On Friday, Alibaba Cloud, the company’s AI and cloud computing branch, launched these new large language models, which they describe as “the future of efficient LLMs.” Remarkably, these models are nearly 13 times smaller than Alibaba’s largest AI model released just a week earlier.
Despite its reduced size, the Qwen3-Next-80B-A3B has received praise as one of the company’s top models to date. Its efficiency is impressive, demonstrating a speed increase of up to 10 times in some tasks compared to the earlier Qwen3-32B model launched in April, while cutting training costs by 90%.
Emad Mostaque, co-founder of Stability AI, remarked that Alibaba’s new model surpasses “pretty much any model from last year” with an estimated training cost of under $500,000. In stark contrast, training Google’s Gemini Ultra, released in February 2024, reportedly cost about $191 million.
Artificial Analysis, a notable AI benchmarking firm, confirmed that the Qwen3-Next-80B-A3B outperformed its competitors, including models from DeepSeek and the Alibaba-backed startup Moonshot AI. Some experts attribute its success to an innovative technique known as “hybrid attention.”
Traditionally, AI models struggle with efficiency as input lengths increase due to how they determine the relevance of information. This “attention” mechanism often leads to high computational costs for better accuracy. The challenges grow when dealing with longer inputs, making it costly to train complex AI systems that can act autonomously.
The Qwen3-Next-80B-A3B tackles these issues using “Gated DeltaNet,” a technique developed by researchers from MIT and Nvidia. By refining how the model interacts with input data, it can decide what to keep and what to ignore, resulting in an efficient attention mechanism.
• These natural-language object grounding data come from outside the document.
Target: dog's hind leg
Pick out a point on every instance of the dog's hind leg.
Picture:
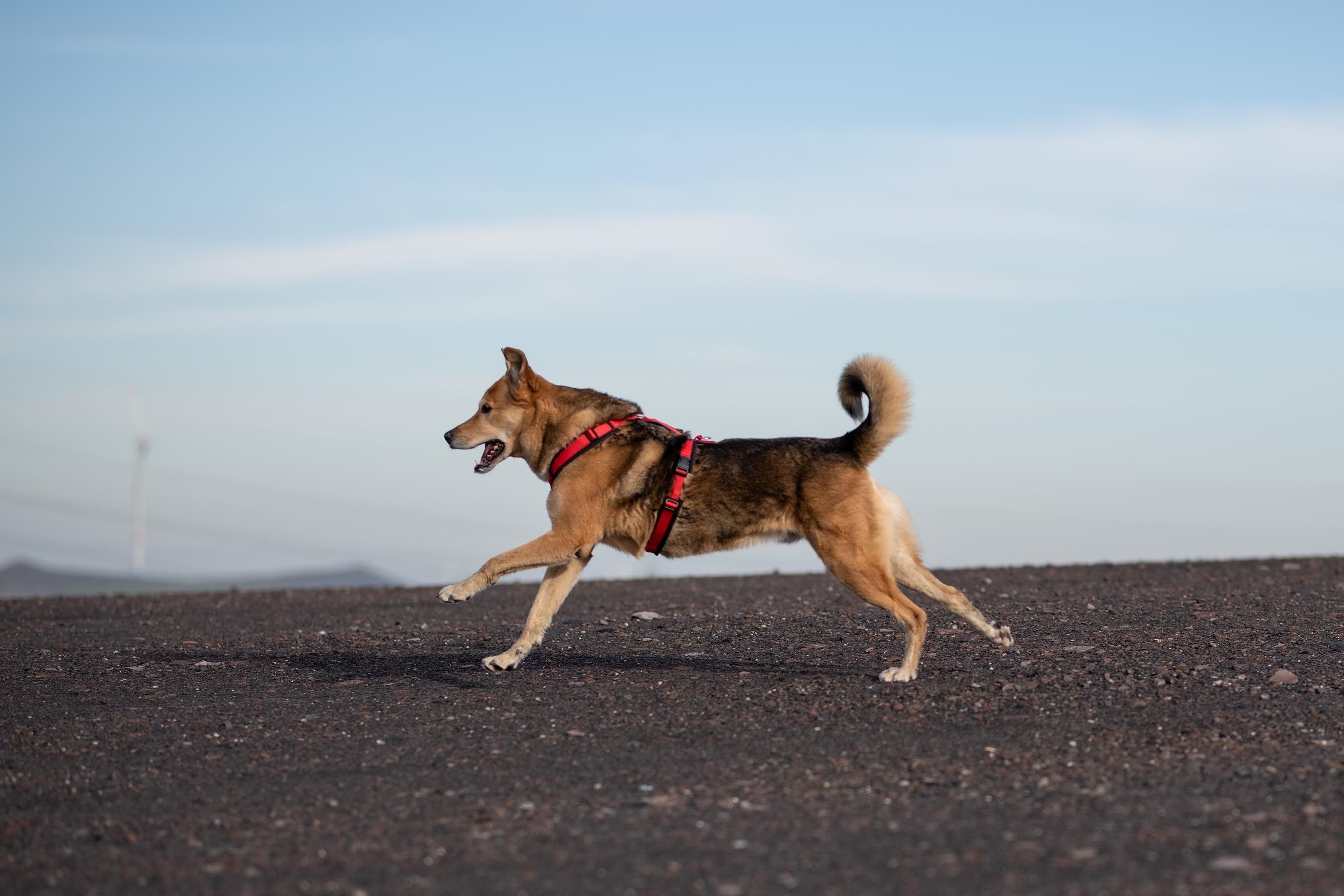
(555, 587)
(912, 573)
(865, 570)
According to Alibaba, tests show that the new model performs comparably to its more powerful counterpart, the Qwen3-235B-A22B-Thinking-2507, despite being smaller and less expensive. This reflects a growing trend toward smaller yet more efficient AI models, especially as concerns regarding the costs of scaling larger models increase.
For instance, training expenses for the top model from xAI, Grok 4, reached $490 million, and future projects may exceed $1 billion. Moreover, researchers from Nvidia have recently argued for small language models as the future of AI due to their increased adaptability and efficiency.
In a similar effort, Chinese AI companies are working to ensure their models can run on everyday devices like laptops and smartphones. Recently, Tencent launched several open-source AI models under 7 billion parameters, while startup Z.ai released the GLM 4.5 Air model, which has only 12 billion active parameters.
Notably, Alibaba’s Qwen3-Next-80B-A3B is compact enough to function on a single Nvidia H200 graphics processing unit. Once available on the open-source platform Hugging Face, the model quickly gained popularity, earning almost 20,000 downloads within a day of its release.
Alibaba believes this new architecture serves as a glimpse into the promising future of its AI models. Experts suggest that the evolution of large language models will likely focus on enhancing efficiency and training costs, paving the way for innovative developments in AI.